Après que Niamey eut exigé le retrait des forces américaines, des soldats russes ont été déployés cette semaine dans une base aérienne au Niger où se trouvent également des soldats américains. C’est ce qu’a indiqué, le 3 mai, le secrétaire américain à la Défense, Lloyd Austin. « La base aérienne 101, où sont nos forces, est une base des forces aériennes nigériennes qui est située à côté de l’aéroport international dans la capitale. Les Russes sont dans un bâtiment séparé et n’ont accès ni aux forces américaines ni à nos équipements », a-t-il dit lors d’une conférence de presse à Hawaï. De son côté, interrogé lors d’un point de presse à Moscou, le porte-parole du Kremlin, Dmitri Peskov, n’a ni confirmé ni démenti la présence russe dans la base, indiquant simplement que Moscou développait ses relations avec les pays africains dans tous les domaines, y compris militaire.

En mars dernier, le régime nigérien a dénoncé l’accord de coopération militaire en vigueur avec les Etats-Unis, estimant que celui-ci avait été « imposé unilatéralement » par Washington et que la présence américaine était désormais « illégale ». Mi-avril, Washington a accepté de retirer du pays plus d’un millier de soldats. Des discussions entre les Etats-Unis et le Niger sont toujours en cours concernant les modalités de ce retrait, a indiqué la semaine dernière le chef du commandement militaire américain pour l’Afrique. Les Etats-Unis disposent notamment d’une importante base de drones près d’Agadez, construite pour environ 100 millions de dollars.

Un retrait, mais …

Le régime de Niamey, issu d’un coup d’Etat perpétré en juillet 2023, avait pris la même position avec la France, juste après son arrivée au pouvoir et les derniers soldats français ont quitté le Niger fin décembre 2023. « La présence étrangère, surtout occidentale, exaspère la jeunesse africaine. Les Africains ont désormais une approche pragmatique pour réaliser leurs intérêts, ils veulent sortir du joug de l’autorité occidentale. Ils préfèrent les partenariats avec les Russes et les Chinois qui n’imposent pas de conditions et qu’ils considèrent gagnants-gagnants, à l’encontre des relations avec les Occidentaux », explique Mohamed Abdel-Wahed, expert sécuritaire et spécialiste de l’Afrique.
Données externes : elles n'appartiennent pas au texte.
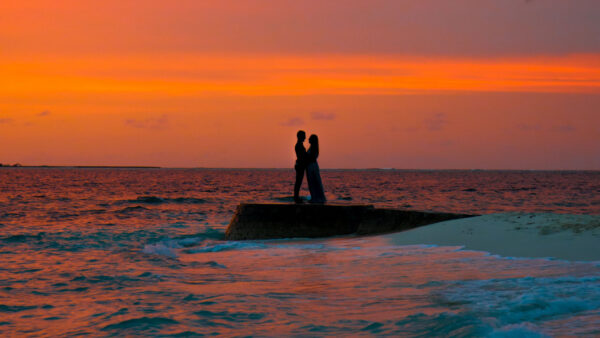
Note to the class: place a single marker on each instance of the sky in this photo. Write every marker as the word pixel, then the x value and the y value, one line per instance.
pixel 410 84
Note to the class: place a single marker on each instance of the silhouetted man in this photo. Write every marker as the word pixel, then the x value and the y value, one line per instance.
pixel 300 164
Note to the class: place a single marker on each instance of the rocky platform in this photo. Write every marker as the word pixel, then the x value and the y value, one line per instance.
pixel 270 221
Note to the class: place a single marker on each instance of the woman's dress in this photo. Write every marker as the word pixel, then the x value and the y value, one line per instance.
pixel 313 177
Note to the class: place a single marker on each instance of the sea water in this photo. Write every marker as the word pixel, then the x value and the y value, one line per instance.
pixel 119 252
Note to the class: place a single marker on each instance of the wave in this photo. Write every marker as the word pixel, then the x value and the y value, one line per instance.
pixel 163 200
pixel 501 307
pixel 142 323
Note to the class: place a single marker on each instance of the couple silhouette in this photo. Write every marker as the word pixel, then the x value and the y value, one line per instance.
pixel 307 161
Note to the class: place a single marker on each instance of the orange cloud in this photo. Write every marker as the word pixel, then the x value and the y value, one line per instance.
pixel 186 75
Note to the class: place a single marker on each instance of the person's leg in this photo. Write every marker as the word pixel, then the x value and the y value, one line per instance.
pixel 298 184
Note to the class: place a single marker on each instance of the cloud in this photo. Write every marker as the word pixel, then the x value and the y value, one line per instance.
pixel 156 123
pixel 566 128
pixel 529 127
pixel 322 116
pixel 293 122
pixel 437 122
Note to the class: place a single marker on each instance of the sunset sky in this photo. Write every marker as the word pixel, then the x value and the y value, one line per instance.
pixel 433 84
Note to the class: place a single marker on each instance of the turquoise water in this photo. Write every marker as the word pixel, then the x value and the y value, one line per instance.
pixel 114 252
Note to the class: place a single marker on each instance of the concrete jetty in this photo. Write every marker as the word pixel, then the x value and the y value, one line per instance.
pixel 253 221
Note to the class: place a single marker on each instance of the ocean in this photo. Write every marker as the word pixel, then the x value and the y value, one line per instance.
pixel 126 252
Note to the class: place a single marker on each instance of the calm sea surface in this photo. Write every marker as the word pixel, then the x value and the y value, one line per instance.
pixel 117 252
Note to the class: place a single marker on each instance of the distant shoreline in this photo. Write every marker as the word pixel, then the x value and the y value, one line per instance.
pixel 290 168
pixel 82 166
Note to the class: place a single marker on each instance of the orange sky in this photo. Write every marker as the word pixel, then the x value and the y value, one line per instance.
pixel 227 84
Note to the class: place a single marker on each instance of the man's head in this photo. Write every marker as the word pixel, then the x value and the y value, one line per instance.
pixel 301 135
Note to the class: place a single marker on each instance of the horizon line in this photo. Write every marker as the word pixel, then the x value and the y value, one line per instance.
pixel 273 168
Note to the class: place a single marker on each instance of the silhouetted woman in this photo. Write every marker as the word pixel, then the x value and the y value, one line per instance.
pixel 313 175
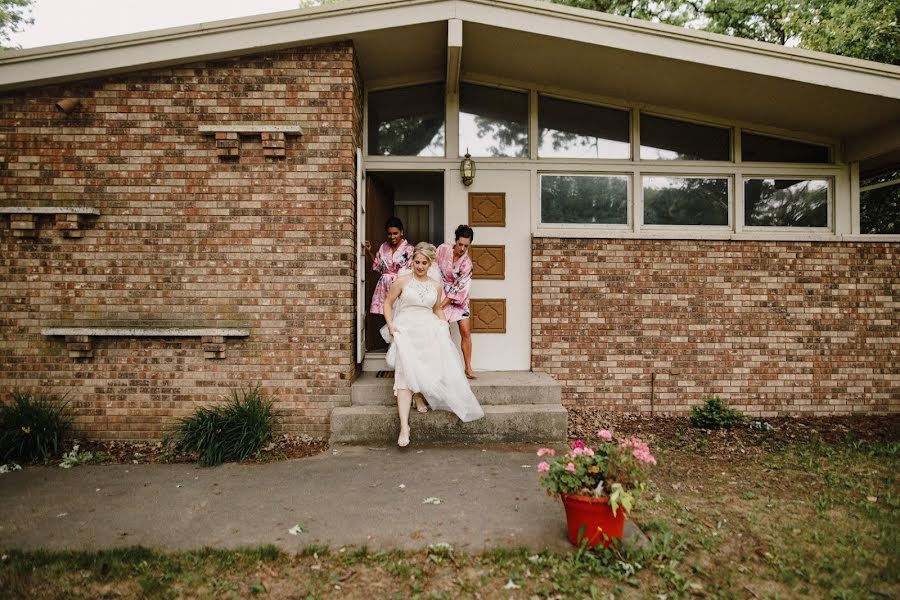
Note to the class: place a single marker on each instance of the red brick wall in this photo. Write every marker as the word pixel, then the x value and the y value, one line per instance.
pixel 186 237
pixel 773 327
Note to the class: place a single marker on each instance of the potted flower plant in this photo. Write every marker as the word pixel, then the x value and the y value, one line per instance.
pixel 598 484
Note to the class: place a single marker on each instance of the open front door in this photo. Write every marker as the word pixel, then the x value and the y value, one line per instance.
pixel 379 208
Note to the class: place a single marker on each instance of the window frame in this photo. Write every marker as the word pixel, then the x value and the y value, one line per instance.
pixel 629 204
pixel 829 205
pixel 537 117
pixel 701 227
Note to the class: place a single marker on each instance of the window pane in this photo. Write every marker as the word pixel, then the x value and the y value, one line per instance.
pixel 584 199
pixel 670 139
pixel 786 202
pixel 492 122
pixel 685 201
pixel 407 121
pixel 576 130
pixel 879 208
pixel 762 148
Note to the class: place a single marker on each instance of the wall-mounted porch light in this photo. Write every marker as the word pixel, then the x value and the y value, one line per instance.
pixel 467 169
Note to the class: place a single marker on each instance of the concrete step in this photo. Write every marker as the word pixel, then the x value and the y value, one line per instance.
pixel 538 423
pixel 491 388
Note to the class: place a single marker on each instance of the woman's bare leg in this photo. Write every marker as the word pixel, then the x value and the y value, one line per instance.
pixel 465 334
pixel 404 401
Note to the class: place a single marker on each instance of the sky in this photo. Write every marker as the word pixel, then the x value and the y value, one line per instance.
pixel 60 21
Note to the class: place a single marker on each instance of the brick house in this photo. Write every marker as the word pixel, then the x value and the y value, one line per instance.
pixel 660 214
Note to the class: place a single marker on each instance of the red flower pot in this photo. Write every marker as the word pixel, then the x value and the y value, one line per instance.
pixel 595 515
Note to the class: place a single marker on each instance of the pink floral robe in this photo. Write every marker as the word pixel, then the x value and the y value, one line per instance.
pixel 457 278
pixel 388 263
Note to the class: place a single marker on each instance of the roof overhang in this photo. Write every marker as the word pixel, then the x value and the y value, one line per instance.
pixel 538 44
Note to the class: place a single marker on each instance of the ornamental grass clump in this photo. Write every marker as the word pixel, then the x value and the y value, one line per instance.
pixel 613 469
pixel 33 427
pixel 231 432
pixel 715 413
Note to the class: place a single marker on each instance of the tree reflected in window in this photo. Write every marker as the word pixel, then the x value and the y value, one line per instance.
pixel 407 121
pixel 577 130
pixel 492 122
pixel 786 202
pixel 879 203
pixel 685 201
pixel 588 199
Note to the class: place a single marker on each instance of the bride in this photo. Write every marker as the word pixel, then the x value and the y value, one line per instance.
pixel 424 357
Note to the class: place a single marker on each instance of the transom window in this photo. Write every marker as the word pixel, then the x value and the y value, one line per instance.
pixel 584 199
pixel 785 202
pixel 663 138
pixel 879 203
pixel 492 121
pixel 763 148
pixel 670 200
pixel 577 130
pixel 407 121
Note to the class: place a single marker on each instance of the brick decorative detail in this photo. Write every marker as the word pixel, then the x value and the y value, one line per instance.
pixel 772 327
pixel 273 145
pixel 265 241
pixel 488 262
pixel 488 315
pixel 487 209
pixel 228 145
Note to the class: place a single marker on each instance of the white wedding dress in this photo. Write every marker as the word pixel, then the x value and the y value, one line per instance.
pixel 424 357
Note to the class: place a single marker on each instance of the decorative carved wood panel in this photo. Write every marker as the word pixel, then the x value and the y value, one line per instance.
pixel 488 315
pixel 489 262
pixel 487 209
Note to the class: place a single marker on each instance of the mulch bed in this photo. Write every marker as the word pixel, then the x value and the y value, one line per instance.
pixel 584 422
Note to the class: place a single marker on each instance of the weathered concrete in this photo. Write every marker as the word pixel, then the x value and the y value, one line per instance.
pixel 359 496
pixel 519 407
pixel 491 387
pixel 506 423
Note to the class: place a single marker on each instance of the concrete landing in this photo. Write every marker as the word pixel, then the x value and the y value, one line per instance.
pixel 519 406
pixel 379 497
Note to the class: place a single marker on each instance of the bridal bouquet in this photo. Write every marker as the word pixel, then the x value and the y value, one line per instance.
pixel 611 468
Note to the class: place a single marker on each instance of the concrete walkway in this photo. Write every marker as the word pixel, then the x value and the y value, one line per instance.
pixel 489 497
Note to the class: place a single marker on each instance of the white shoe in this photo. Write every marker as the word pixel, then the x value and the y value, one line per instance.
pixel 403 440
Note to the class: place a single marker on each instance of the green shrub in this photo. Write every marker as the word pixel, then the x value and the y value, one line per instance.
pixel 33 427
pixel 230 432
pixel 715 414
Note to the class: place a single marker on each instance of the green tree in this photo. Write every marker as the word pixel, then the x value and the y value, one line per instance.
pixel 14 14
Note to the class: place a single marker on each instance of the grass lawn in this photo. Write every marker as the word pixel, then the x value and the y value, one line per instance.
pixel 810 510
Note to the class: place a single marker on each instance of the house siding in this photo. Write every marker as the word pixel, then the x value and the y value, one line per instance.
pixel 773 327
pixel 185 237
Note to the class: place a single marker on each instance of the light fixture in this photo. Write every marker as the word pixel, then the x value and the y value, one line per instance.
pixel 67 105
pixel 467 169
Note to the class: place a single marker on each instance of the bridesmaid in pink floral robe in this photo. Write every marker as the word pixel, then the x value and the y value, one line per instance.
pixel 456 274
pixel 393 255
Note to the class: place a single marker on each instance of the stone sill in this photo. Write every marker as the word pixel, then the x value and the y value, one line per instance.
pixel 147 331
pixel 79 339
pixel 252 129
pixel 25 221
pixel 49 210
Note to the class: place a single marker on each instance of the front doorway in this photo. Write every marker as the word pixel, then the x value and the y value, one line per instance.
pixel 417 199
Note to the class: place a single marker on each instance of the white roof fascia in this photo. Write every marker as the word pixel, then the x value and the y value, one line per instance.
pixel 204 41
pixel 82 60
pixel 817 68
pixel 872 143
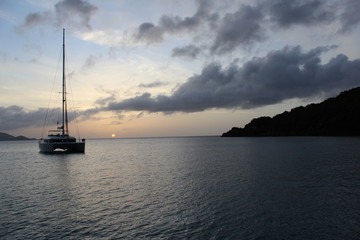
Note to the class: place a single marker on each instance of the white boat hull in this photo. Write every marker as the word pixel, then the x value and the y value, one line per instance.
pixel 68 147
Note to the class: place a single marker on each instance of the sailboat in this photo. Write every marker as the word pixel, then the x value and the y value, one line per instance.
pixel 59 140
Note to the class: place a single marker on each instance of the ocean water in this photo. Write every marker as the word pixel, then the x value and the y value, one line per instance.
pixel 183 188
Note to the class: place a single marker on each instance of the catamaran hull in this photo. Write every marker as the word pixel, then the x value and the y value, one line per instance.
pixel 67 147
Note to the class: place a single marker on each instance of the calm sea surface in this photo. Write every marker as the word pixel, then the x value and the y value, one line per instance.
pixel 183 188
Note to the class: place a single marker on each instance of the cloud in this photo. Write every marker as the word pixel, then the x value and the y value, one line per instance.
pixel 238 29
pixel 189 51
pixel 76 13
pixel 90 62
pixel 33 19
pixel 286 13
pixel 71 11
pixel 152 84
pixel 350 16
pixel 284 74
pixel 150 33
pixel 14 117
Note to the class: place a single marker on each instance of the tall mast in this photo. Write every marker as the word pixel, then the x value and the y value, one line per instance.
pixel 64 103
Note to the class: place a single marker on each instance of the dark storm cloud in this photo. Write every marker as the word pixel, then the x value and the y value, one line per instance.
pixel 284 74
pixel 240 28
pixel 350 16
pixel 67 12
pixel 189 51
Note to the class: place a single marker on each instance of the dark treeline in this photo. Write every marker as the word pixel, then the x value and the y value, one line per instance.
pixel 339 116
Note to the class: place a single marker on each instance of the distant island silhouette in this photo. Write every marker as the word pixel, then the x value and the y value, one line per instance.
pixel 338 116
pixel 8 137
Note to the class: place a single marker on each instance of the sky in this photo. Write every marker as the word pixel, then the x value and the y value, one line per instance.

Selon des observateurs, le retrait américain de cet ancien allié-clé représente une perte stratégique majeure. « Le Niger représentait l’une des présences les plus importantes des Etats-Unis en Afrique. Grâce à l’emplacement géographique stratégique du Niger, les Etats-Unis surveillaient toute la région et menaient des opérations de renseignement sur les groupes armés en Libye et sur les groupes terroristes dans toute la région du Sahel », souligne Abdel-Wahed. En effet, Washington investissait des millions de dollars dans la base d’Agadez au Niger, essentielle aux opérations antiterroristes américaines au Sahel. Les Etats-Unis ont également investi des centaines de millions de dollars dans la formation de l’armée nigérienne depuis le début de leurs opérations dans ce pays en 2013. Selon certains observateurs, le retrait des troupes américaines pourrait affaiblir les capacités de lutte contre les groupes terroristes opérant dans la région, tels que Boko Haram, Daech dans le Grand Sahara (EIGS) et d’autres groupes affiliés à Al-Qaëda.

Pour autant, Washington n’a pas contesté la demande de Niamey. « Les Américains ne veulent pas de nouveaux fronts, c’est pour cela qu’ils ont accepté de rompre la coopération militaire avec le Niger. En plus, ils tendent à se désengager des zones de conflits. Il n’en demeure pas moins que la demande du Niger les a agacés et que Washington a ainsi perdu un round face à Moscou », explique l’expert. Outre le Niger, les Etats-Unis disposent également de la force AFRICOM qui coordonne toutes les activités militaires et sécuritaires en Afrique. Une partie importante de la mission de cette force américaine consiste à former et à entraîner les forces militaires des pays partenaires en Afrique pour renforcer leurs capacités à lutter contre le terrorisme et d’autres menaces sécuritaires. « Si les Américains ont perdu une position importante au Niger face aux Russes, leur existence reste forte et leurs partenariats avec les Africains vont se renforcer », conclut Abdel-Wahed.